Optical gyroscopes, reflection mirrors, wavelength interleavers and
filters using Sagnac interference in integrated photonics
Abstract
As a fundamental optical approach to interferometry, Sagnac interference
has been widely used for reflection manipulation, precision
measurements, and spectral engineering in optical systems. Compared to
other interferometry configurations, it offers attractive advantages by
yielding a reduced system complexity without the need for phase control
between different pathways, thus offering a high degree of stability
against external disturbance and a low wavelength dependence. The
advance of integration fabrication techniques has enabled chip-scale
Sagnac interferometers with greatly reduced footprint and improved
scalability compared to more conventional approaches implemented by
spatial light or optical fiber devices.
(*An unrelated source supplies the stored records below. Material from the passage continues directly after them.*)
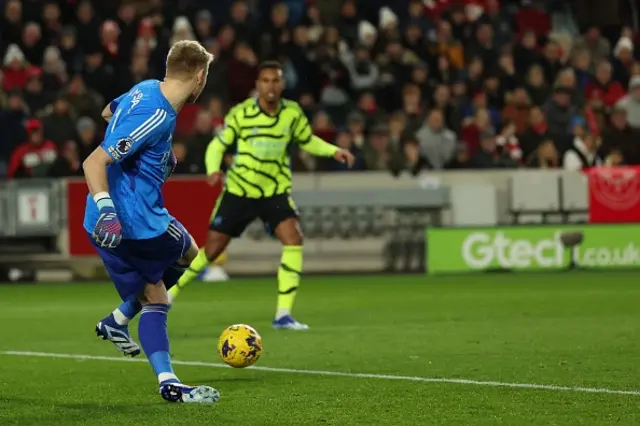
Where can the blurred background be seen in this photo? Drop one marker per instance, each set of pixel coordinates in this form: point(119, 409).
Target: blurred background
point(459, 112)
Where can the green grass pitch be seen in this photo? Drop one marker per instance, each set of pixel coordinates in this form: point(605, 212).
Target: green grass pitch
point(572, 330)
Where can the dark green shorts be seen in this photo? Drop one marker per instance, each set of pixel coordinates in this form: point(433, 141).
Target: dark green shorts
point(234, 213)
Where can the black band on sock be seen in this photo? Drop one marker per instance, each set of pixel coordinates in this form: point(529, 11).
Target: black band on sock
point(289, 269)
point(289, 291)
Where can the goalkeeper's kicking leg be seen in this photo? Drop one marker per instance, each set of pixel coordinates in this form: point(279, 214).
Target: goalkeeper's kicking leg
point(216, 245)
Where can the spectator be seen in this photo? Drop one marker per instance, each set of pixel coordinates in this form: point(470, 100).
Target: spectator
point(364, 65)
point(412, 107)
point(526, 53)
point(184, 165)
point(631, 103)
point(344, 140)
point(198, 142)
point(508, 144)
point(11, 22)
point(544, 157)
point(14, 71)
point(32, 44)
point(518, 109)
point(614, 159)
point(379, 154)
point(461, 158)
point(597, 46)
point(59, 123)
point(34, 157)
point(581, 66)
point(243, 71)
point(69, 163)
point(409, 160)
point(54, 74)
point(583, 154)
point(536, 86)
point(623, 61)
point(477, 129)
point(619, 137)
point(536, 133)
point(355, 124)
point(84, 101)
point(87, 137)
point(551, 61)
point(489, 156)
point(34, 93)
point(602, 93)
point(13, 132)
point(397, 129)
point(558, 112)
point(242, 23)
point(437, 143)
point(447, 46)
point(363, 71)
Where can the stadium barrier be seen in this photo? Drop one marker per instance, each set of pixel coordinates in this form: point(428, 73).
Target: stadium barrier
point(353, 222)
point(533, 248)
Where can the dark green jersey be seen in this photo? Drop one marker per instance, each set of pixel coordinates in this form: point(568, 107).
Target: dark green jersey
point(261, 166)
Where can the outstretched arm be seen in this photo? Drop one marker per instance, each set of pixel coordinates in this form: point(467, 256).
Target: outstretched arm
point(312, 144)
point(318, 147)
point(95, 172)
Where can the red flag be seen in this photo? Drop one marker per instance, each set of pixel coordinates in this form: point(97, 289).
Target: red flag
point(614, 194)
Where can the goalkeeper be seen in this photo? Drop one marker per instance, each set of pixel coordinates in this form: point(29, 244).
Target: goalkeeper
point(258, 184)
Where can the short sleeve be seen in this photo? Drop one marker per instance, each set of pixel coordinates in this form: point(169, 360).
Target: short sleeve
point(134, 132)
point(229, 133)
point(302, 132)
point(113, 105)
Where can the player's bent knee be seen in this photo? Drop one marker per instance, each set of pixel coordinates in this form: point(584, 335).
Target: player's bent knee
point(289, 233)
point(191, 253)
point(216, 244)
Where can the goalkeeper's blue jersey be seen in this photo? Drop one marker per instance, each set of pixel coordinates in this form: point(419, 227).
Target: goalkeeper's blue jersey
point(138, 140)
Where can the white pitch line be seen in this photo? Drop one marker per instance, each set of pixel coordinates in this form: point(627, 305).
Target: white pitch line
point(339, 374)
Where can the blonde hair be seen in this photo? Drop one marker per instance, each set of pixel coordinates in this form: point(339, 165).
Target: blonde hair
point(186, 58)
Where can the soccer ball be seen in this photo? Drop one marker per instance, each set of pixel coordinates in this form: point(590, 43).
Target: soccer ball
point(240, 346)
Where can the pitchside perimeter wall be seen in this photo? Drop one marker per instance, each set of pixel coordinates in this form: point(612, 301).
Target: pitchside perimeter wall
point(373, 221)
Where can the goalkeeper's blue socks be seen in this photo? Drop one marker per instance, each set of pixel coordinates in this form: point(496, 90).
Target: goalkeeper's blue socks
point(124, 313)
point(152, 332)
point(131, 307)
point(114, 327)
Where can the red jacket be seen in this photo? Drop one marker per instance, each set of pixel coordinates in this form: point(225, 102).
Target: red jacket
point(28, 156)
point(609, 93)
point(14, 79)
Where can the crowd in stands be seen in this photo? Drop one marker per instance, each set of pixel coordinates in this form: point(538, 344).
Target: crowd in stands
point(406, 85)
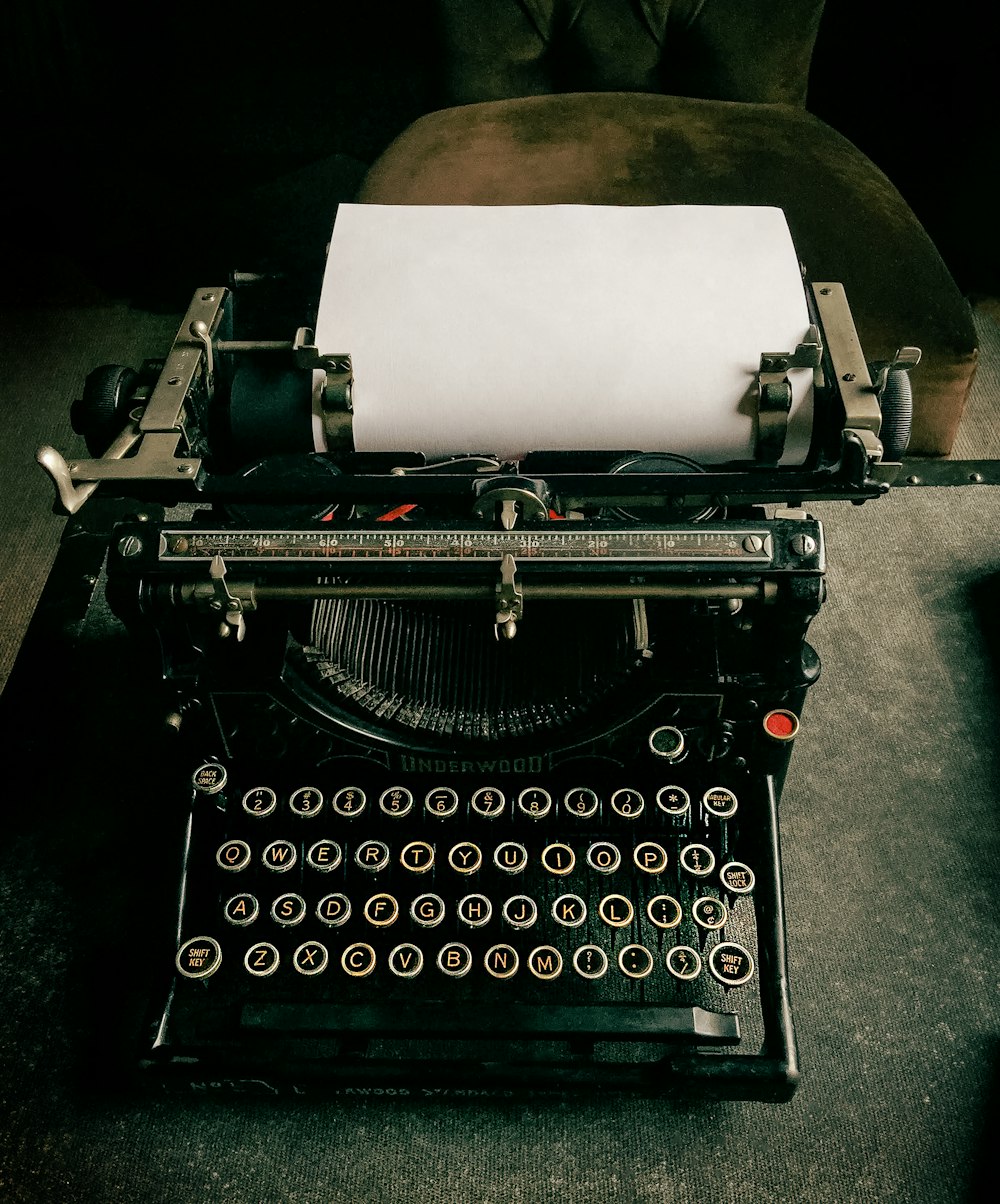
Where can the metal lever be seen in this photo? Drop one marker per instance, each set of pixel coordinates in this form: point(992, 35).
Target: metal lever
point(510, 601)
point(232, 607)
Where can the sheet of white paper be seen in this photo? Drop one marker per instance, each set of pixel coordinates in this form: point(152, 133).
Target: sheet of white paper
point(513, 329)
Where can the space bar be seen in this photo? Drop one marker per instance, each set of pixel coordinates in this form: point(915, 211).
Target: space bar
point(625, 1022)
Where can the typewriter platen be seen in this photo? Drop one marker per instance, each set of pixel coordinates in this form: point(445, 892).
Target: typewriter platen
point(483, 759)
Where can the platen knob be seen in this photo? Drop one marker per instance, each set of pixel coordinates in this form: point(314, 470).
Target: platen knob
point(667, 742)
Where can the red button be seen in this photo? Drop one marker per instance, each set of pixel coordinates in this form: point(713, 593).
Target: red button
point(781, 725)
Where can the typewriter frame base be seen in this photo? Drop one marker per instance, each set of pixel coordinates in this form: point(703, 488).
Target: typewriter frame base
point(271, 1066)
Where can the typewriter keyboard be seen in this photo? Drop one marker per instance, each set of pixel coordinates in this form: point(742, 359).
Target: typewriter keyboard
point(448, 891)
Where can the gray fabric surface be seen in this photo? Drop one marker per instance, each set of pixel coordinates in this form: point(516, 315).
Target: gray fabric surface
point(889, 830)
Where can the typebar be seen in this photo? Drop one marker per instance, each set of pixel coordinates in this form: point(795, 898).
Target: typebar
point(415, 1020)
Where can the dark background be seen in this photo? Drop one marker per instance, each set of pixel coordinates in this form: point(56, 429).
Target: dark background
point(149, 142)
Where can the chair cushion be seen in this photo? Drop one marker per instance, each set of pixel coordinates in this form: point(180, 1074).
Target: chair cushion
point(847, 220)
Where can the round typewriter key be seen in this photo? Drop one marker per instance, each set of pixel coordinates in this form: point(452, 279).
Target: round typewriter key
point(731, 963)
point(288, 909)
point(781, 725)
point(397, 801)
point(628, 803)
point(720, 802)
point(581, 802)
point(520, 912)
point(603, 857)
point(558, 859)
point(199, 957)
point(279, 856)
point(569, 910)
point(667, 742)
point(418, 856)
point(697, 860)
point(373, 856)
point(455, 960)
point(261, 960)
point(684, 962)
point(502, 961)
point(234, 855)
point(306, 801)
point(673, 800)
point(709, 914)
point(465, 857)
point(487, 802)
point(324, 855)
point(359, 960)
point(241, 909)
point(475, 910)
point(616, 912)
point(635, 961)
point(664, 912)
point(427, 910)
point(737, 878)
point(333, 909)
point(442, 802)
point(545, 962)
point(534, 802)
point(510, 857)
point(406, 961)
point(380, 910)
point(260, 801)
point(650, 857)
point(590, 961)
point(348, 801)
point(311, 958)
point(209, 778)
This facilitates a variety of
integrated photonic devices with bidirectional light propagation,
showing new features and capabilities compared to
unidirectional-light-propagation devices such as Mach-Zehnder
interferometers (MZIs) and ring resonators (RRs). Here, we present our
latest results for functional integrated photonic devices based on
Sagnac interference. We outline the theory of integrated Sagnac
interference devices with comparisons to other integrated photonic
building blocks such as MZIs, RRs, photonic crystal cavities, and Bragg
gratings. We present our latest results for Sagnac interference devices
realized in integrated photonic chips, including reflection mirrors,
optical gyroscopes, basic filters, wavelength (de)interleavers, and
optical analogues of quantum physics.